APP_NAME = App Debug
API_KEY_A = API_KEY_HERE
API_KEY_B = API_KEY_HERE

PerTarget.xcconfig

I do not need debug/release configuration files on this level (because of other legacy issues in the project), so I just have PerTarget.xcconfig files that include proper Common.debug.xcconfig or Common.release.xcconfig file to it. But better would be to have debug and release configuration files. On this level you can keep things related to a specific target.

//
//  Develop.xcconfig
//  <truncated>
//

#include "Common.debug.xcconfig"

BACKEND_URL = http:\/\/develop.api.szulctomasz.com
SOME_KEY_A = VALUE_HERE
SOME_KEY_B = VALUE_HERE

Accessing variables

All configuration data is stored. Now is time to use them. With so many targets like in my case I can reduce number of Info.plist files to just 1 instead of having multiple files because all differences are in xcconfig files now.
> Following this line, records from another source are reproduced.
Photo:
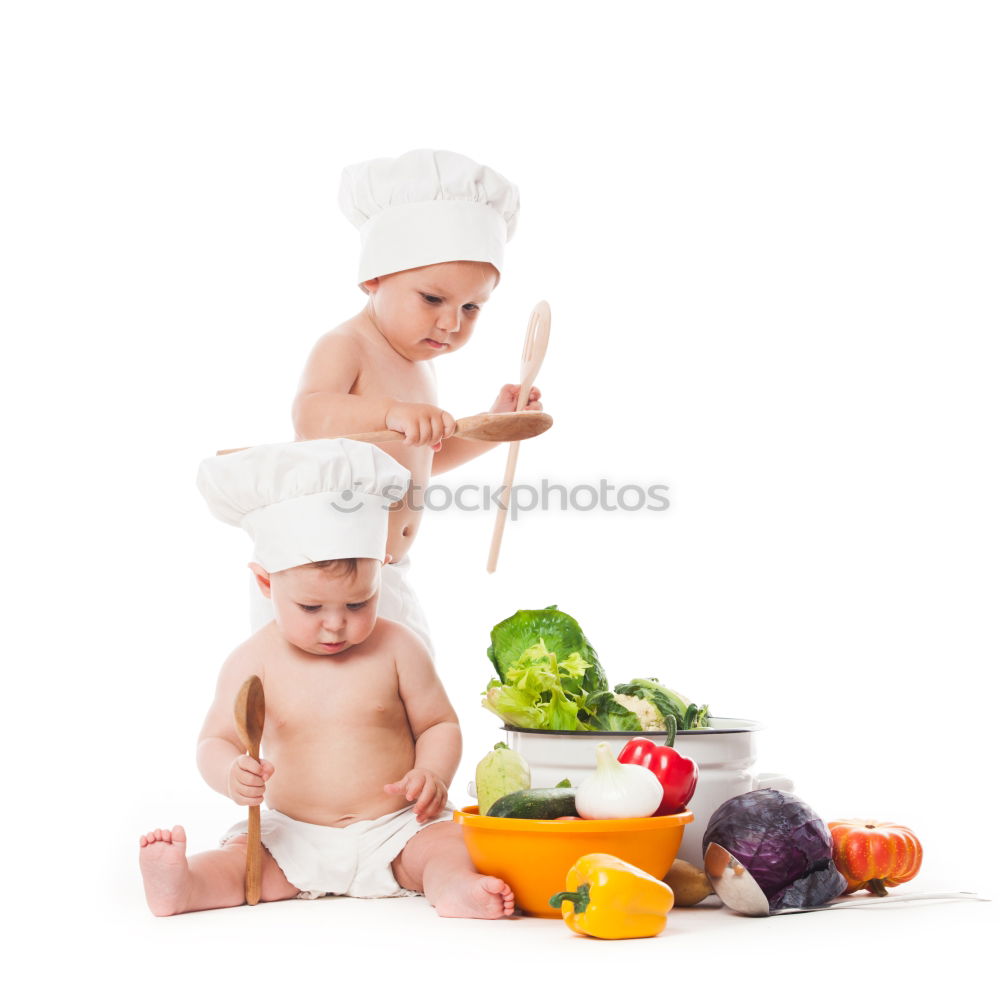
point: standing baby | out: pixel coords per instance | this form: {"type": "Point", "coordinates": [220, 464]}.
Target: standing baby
{"type": "Point", "coordinates": [360, 739]}
{"type": "Point", "coordinates": [433, 227]}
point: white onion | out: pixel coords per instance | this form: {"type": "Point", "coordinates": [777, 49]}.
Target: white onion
{"type": "Point", "coordinates": [618, 791]}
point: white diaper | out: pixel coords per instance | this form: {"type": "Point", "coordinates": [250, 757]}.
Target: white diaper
{"type": "Point", "coordinates": [353, 860]}
{"type": "Point", "coordinates": [397, 601]}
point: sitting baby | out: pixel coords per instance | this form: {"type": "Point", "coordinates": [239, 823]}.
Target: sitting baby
{"type": "Point", "coordinates": [361, 741]}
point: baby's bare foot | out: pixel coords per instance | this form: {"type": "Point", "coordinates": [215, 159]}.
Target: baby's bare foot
{"type": "Point", "coordinates": [164, 868]}
{"type": "Point", "coordinates": [472, 895]}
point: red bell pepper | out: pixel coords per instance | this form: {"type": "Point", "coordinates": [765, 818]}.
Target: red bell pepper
{"type": "Point", "coordinates": [676, 773]}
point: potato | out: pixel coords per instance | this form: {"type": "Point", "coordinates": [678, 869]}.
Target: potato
{"type": "Point", "coordinates": [689, 884]}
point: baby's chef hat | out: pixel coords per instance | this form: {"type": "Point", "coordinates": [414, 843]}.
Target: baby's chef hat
{"type": "Point", "coordinates": [426, 207]}
{"type": "Point", "coordinates": [308, 500]}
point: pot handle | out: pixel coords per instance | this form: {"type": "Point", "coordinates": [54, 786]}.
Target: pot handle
{"type": "Point", "coordinates": [771, 779]}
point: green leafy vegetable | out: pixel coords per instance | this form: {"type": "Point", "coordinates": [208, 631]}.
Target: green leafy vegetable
{"type": "Point", "coordinates": [540, 692]}
{"type": "Point", "coordinates": [558, 632]}
{"type": "Point", "coordinates": [607, 714]}
{"type": "Point", "coordinates": [662, 701]}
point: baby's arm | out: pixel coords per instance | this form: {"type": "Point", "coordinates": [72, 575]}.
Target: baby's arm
{"type": "Point", "coordinates": [457, 451]}
{"type": "Point", "coordinates": [434, 725]}
{"type": "Point", "coordinates": [221, 758]}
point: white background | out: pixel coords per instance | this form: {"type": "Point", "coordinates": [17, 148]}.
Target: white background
{"type": "Point", "coordinates": [768, 233]}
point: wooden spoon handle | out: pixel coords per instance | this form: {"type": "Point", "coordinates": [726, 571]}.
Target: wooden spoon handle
{"type": "Point", "coordinates": [254, 856]}
{"type": "Point", "coordinates": [501, 520]}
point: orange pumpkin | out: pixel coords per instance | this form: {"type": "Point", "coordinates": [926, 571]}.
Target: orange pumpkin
{"type": "Point", "coordinates": [873, 855]}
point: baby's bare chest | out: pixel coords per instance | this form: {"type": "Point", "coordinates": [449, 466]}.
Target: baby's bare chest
{"type": "Point", "coordinates": [319, 700]}
{"type": "Point", "coordinates": [390, 375]}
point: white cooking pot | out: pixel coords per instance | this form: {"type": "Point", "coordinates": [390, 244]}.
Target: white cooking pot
{"type": "Point", "coordinates": [725, 755]}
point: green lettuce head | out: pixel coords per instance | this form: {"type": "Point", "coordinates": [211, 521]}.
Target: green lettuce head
{"type": "Point", "coordinates": [561, 637]}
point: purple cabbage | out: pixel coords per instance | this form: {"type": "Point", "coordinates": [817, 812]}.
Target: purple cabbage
{"type": "Point", "coordinates": [782, 843]}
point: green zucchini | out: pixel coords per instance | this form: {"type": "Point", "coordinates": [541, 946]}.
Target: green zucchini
{"type": "Point", "coordinates": [536, 803]}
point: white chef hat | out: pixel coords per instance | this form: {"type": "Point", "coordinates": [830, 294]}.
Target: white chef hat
{"type": "Point", "coordinates": [426, 207]}
{"type": "Point", "coordinates": [306, 501]}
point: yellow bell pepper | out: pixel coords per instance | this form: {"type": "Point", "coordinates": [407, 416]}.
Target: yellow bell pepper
{"type": "Point", "coordinates": [609, 898]}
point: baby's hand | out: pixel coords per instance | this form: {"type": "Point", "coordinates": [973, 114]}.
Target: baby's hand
{"type": "Point", "coordinates": [507, 400]}
{"type": "Point", "coordinates": [429, 791]}
{"type": "Point", "coordinates": [421, 423]}
{"type": "Point", "coordinates": [246, 780]}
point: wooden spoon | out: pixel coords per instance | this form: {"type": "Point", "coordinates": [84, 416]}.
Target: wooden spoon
{"type": "Point", "coordinates": [480, 427]}
{"type": "Point", "coordinates": [536, 342]}
{"type": "Point", "coordinates": [249, 716]}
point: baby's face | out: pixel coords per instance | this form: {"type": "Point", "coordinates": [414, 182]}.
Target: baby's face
{"type": "Point", "coordinates": [430, 311]}
{"type": "Point", "coordinates": [326, 611]}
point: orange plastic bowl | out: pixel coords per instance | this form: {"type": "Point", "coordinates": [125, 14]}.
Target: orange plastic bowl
{"type": "Point", "coordinates": [533, 855]}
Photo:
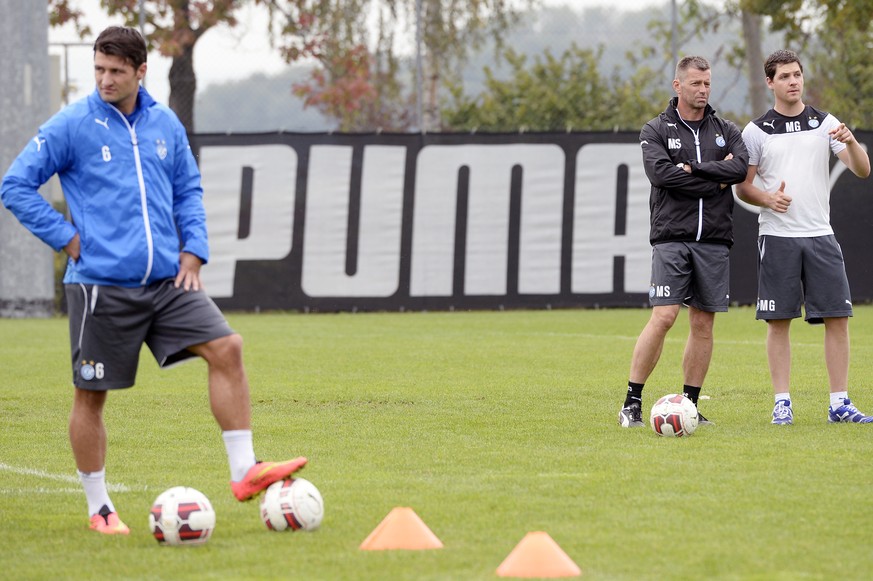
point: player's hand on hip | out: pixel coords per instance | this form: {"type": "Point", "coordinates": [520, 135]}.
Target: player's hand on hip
{"type": "Point", "coordinates": [189, 272]}
{"type": "Point", "coordinates": [74, 247]}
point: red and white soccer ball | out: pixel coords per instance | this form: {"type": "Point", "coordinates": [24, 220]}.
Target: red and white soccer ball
{"type": "Point", "coordinates": [182, 516]}
{"type": "Point", "coordinates": [293, 504]}
{"type": "Point", "coordinates": [674, 415]}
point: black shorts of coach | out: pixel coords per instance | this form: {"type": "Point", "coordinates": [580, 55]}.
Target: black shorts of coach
{"type": "Point", "coordinates": [109, 324]}
{"type": "Point", "coordinates": [695, 274]}
{"type": "Point", "coordinates": [802, 271]}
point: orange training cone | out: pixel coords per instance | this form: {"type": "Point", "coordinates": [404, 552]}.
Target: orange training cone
{"type": "Point", "coordinates": [537, 555]}
{"type": "Point", "coordinates": [401, 529]}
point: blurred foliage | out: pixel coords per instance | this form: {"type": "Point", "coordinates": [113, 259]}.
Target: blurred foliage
{"type": "Point", "coordinates": [562, 93]}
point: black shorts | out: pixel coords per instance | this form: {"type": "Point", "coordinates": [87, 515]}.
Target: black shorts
{"type": "Point", "coordinates": [691, 273]}
{"type": "Point", "coordinates": [802, 271]}
{"type": "Point", "coordinates": [109, 324]}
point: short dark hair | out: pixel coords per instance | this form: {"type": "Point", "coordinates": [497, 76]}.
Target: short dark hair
{"type": "Point", "coordinates": [123, 42]}
{"type": "Point", "coordinates": [780, 57]}
{"type": "Point", "coordinates": [687, 62]}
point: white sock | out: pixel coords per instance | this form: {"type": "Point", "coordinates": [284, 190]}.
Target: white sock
{"type": "Point", "coordinates": [240, 452]}
{"type": "Point", "coordinates": [837, 398]}
{"type": "Point", "coordinates": [94, 484]}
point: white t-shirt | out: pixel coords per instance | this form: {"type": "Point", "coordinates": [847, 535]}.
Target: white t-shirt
{"type": "Point", "coordinates": [795, 150]}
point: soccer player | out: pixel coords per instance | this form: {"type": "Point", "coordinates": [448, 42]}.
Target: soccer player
{"type": "Point", "coordinates": [691, 157]}
{"type": "Point", "coordinates": [135, 245]}
{"type": "Point", "coordinates": [799, 259]}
You can see that after you build the app with such configuration files there will be some values in Project’s Build Settings in “User-Defined” section.

If you want to use variable from configuration file e.g. in Info.plist file of a target you have to use this pattern: $(VARIABLE). This way you can set “Bundle Identifier”, “Bundle name”, “Bundle version” and other stuff you need to configure.

Accessing other variables in the code looks different and a way that I found the easiest one is to create additional fields in Info.plist with the same name as a variable and assign value to them using pattern presented above. Then you can read the value in the code.

if let dictionary = NSBundle.mainBundle().infoDictionary {
    let appName = dictionary["APP_NAME"] as! String
    let appVersion = dictionary["APP_VERSION"] as! String
    let appBuildVersion = dictionary["APP_BUILD_VERSION"] as! String
    print("\(appName) \(appVersion) (\(appBuildVersion))")

    let backend = (dictionary["BACKEND_URL"] as! String).stringByReplacingOccurrencesOfString("\\", withString: "")
    print("backend: \(backend)")
}

Here is the tomkowz/demo-xcconfig repository where you can find example of using xcconfig files.

Conclusion

Xcode Configuration Settings files give easy way of configuring targets and allow to maintain configurations easily. In my use case it is great to switch to these files, because now maintenance of configurations is really easy compared to what I had before using this solution.